Oral Candidacy - Tomer Levinboim
|Start:||8/20/2015 at 2:00PM|
|End:||8/20/2015 at 5:00PM|
|Location:||315 Stinson Remick|
Faculty and students are welcome to attend the presentation portion of the defense.
August 20, 2015 315 Stinson Remick 2:00pm
Adviser: Dr. David Chiang
Dr. Kevin Knight Dr. Tijana Milenkovic Dr. Dong Wang Dr, Tim Weninger
"Better Exploiting Translation Invertibility and Transitivity in Low-Resource Machine Translation"
Proposed thesis: Translation invertibility and transitivity can be better exploited in machine translation (and in particular, low-resource machine translation), while keeping the underlying algorithms computationally efficient.
Overview: Our intuition about translation tells us it is both invertible and transitive. That is, that the process of translating a sentence from some language and then back should likely yield the original sentence (hence translation is invertible) and that carefully translating from (say) French to English and then from English to Spanish, should likely yield a valid Spanish-to-French translation (hence, translation is transitive).

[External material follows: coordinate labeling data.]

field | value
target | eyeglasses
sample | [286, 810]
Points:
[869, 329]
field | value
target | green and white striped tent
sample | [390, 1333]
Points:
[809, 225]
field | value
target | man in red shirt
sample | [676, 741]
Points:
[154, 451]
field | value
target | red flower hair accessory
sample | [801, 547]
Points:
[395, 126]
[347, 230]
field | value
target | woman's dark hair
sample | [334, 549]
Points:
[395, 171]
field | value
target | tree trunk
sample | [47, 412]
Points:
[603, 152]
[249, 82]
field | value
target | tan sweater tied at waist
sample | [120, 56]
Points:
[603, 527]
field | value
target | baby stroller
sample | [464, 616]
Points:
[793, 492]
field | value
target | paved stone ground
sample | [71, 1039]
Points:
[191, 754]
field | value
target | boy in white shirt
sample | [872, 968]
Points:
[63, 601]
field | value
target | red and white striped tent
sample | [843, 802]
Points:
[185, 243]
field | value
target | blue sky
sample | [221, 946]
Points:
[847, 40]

Although requiring these two properties from a Machine Translation (MT) system seems reasonable, existing approaches have either not utilized them, or failed to utilize them effectively. In particular, the most successful and prevalent Statistical MT approach, phrase-based MT, is entirely based on a string rewriting and re-ordering mechanism whose construction does not take these properties into account. Therefore, I propose to improve the output quality of phrase-based MT systems by developing efficient and effective invertibility and transitivity based machine learning (ML) techniques that can be integrated along the MT pipeline.

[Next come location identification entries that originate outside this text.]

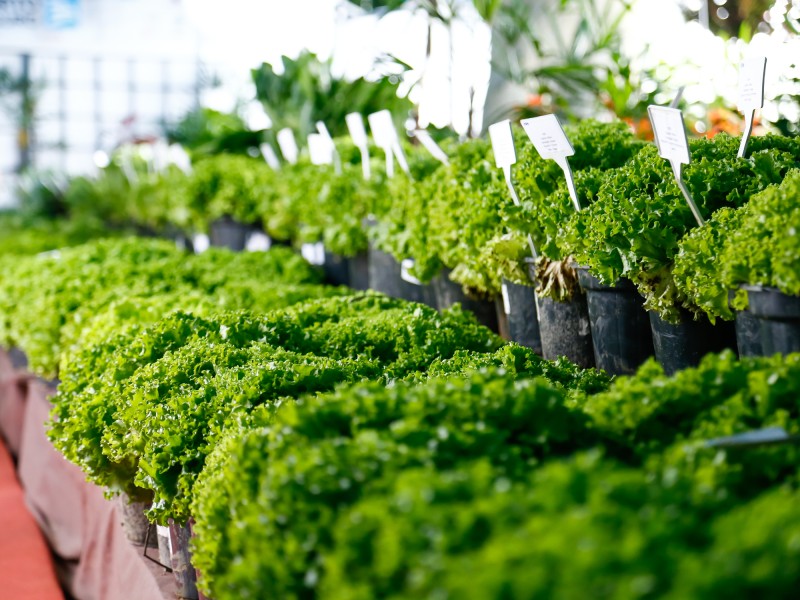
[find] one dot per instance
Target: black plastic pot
(748, 334)
(779, 319)
(227, 233)
(181, 561)
(19, 360)
(682, 345)
(359, 271)
(336, 269)
(564, 330)
(523, 318)
(449, 293)
(621, 331)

Using invertibility and transitivity seem especially appealing due to their abstract mathematical nature and the fact that they are properties of translation and not of any particular language. In contrast, many other approaches try to add linguistic knowledge (such as syntax, morphology, or semantics) which requires high quality manually annotated data to model and whose intergration into the MT pipeline often complicates the underlying ML algorithms. Such problems and others are further exacerbated for language-pairs that suffer from small amounts of training data (low-resource).
In the talk, I will discuss my existing invertibility and transitivity based contributions to SMT, as well as propose three new contributions along the MT pipeline, which together will serve to support my proposed thesis.